Il vento ritorna sempre da dove è venuto se non si intestardisce a trovare la strada di ritorno. Ho viaggiato spesso con lui per raggiungere la sabbia e quindi il mare, in qualsiasi momento della giornata o della vita.
Ora mi penso laggiù, non più nel mare che non esiste, sul fondo dell’oceano, nel silenzio dell’enorme peso dell’acqua.
Come la scatola schiacciata a lato della strada. Schiacciata per il volume essenziale.
Negli abissi dell’oceano sono essenziale.
Così si concentra la mia energia che giunge a te completa.
E giungo a te completa.
Ti vengo a prendere affinché tu mi venga a prendere, senza voltarti indietro.
Qui non ci si turba, non ci si volta indietro.
Qui non non ci sono né dietro né davanti. Le tempeste non mettono radici. Se ne percepiscono le vibrazioni ma non sono qui.
Tutto è laggiù.
Tutti sono laggiù.
È buio. Perché non c’è nulla di esterno da vedere. Nemmeno le mie mani.
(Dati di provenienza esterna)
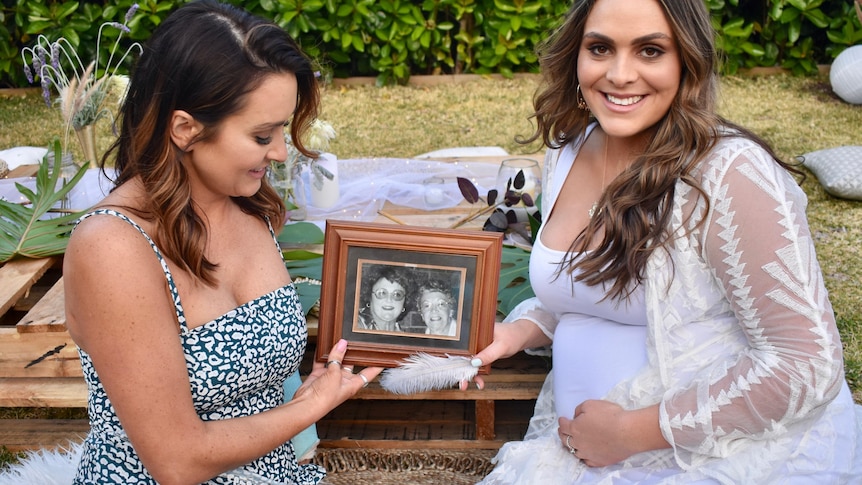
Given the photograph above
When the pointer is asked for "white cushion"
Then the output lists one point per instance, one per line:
(839, 170)
(23, 156)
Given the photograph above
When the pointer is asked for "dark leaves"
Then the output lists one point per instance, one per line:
(499, 220)
(468, 190)
(492, 197)
(520, 180)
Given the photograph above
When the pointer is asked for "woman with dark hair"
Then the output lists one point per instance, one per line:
(383, 298)
(189, 324)
(435, 304)
(675, 276)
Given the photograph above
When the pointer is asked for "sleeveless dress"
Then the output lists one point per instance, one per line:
(596, 343)
(237, 364)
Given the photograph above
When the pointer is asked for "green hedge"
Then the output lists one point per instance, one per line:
(394, 39)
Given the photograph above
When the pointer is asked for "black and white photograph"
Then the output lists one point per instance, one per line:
(393, 291)
(417, 299)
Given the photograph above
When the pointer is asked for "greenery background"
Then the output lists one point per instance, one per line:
(394, 39)
(796, 114)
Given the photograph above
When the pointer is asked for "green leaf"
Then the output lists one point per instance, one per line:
(300, 233)
(514, 283)
(23, 230)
Allora il buio non esiste più.
Ti sento.
Ti sento anche senza vento adesso.
Dopo l’oceano ed io che sono in fondo all’oceano e tu mi vieni a prendere di notte.
L’oscurità che ci ha divisi da dove sei e dove sono non esiste più.
Non esiste il vento.
Il vento è una coordinata. È la navicella luminosa della nostalgia. Ti porta a me a ondate
ancora
ancora
ed ora
dentro

in fondo all’oceano.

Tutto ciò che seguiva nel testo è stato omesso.